= Sabra liqueur =

Israeli liqueur

Sabra liqueur

Sabra liqueur is a chocolate-orange flavored liqueur produced in Israel.

The primary flavor of Sabra is a rich, bittersweet chocolate. The dense chocolate is cut by the sweet and sour taste of Jaffa oranges. Slightly chilling Sabra liqueur strengthens the chocolate taste, while slightly warming it brings out the citrus taste. Sabra is 30% alcohol by volume.

The Sabra bottle design is based on a 2,000-year-old Phoenician wine flask found in a Tel Aviv museum.

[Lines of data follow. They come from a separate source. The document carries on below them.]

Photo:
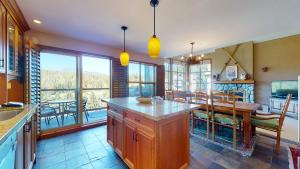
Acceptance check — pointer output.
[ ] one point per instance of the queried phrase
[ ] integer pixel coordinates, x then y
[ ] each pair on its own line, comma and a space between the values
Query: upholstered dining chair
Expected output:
272, 121
169, 95
202, 114
225, 116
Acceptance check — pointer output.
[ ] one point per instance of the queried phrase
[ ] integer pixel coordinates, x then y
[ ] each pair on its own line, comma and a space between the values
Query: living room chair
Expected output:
272, 121
202, 114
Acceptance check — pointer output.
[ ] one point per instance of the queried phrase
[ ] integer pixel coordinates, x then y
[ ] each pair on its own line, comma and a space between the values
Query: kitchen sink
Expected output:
8, 114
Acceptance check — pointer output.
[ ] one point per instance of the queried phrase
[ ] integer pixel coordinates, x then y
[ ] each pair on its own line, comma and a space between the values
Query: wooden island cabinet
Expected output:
149, 136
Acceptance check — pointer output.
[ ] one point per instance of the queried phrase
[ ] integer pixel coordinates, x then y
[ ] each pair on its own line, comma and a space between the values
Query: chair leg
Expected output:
277, 147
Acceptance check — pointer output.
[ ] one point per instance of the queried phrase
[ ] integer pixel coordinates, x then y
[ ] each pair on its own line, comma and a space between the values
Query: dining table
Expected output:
243, 109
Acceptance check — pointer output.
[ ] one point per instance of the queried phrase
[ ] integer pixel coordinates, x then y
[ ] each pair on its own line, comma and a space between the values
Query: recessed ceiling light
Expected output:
37, 21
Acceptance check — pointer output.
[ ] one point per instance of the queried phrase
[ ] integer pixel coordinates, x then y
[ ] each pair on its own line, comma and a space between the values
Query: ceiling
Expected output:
209, 23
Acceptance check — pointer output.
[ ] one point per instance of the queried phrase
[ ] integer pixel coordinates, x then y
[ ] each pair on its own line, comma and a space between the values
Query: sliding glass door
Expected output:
95, 86
59, 94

Sabra was developed and introduced in 1963 by Edgar Bronfman, Sr., the head of Seagram, to be an identifiably Israeli liqueur. Its name is a term used affectionately to describe a native-born Israeli Jew, a term derived from the Hebrew name of a prickly pear cactus that grows in Israel. The original liqueur was made from this cactus fruit, but did not succeed and was quickly changed to the successful chocolate-orange product.

There are now two Sabra liqueurs, all produced by Binyamina Winery, and all are kosher and kosher for Passover. The newer products are Sabra Coffee liqueur, launched in 1985, and Grand Sabra, an orange-flavored brandy, launched in 2006.

The product is still produced at Binyamina wines and is available under this name by other manufacturers.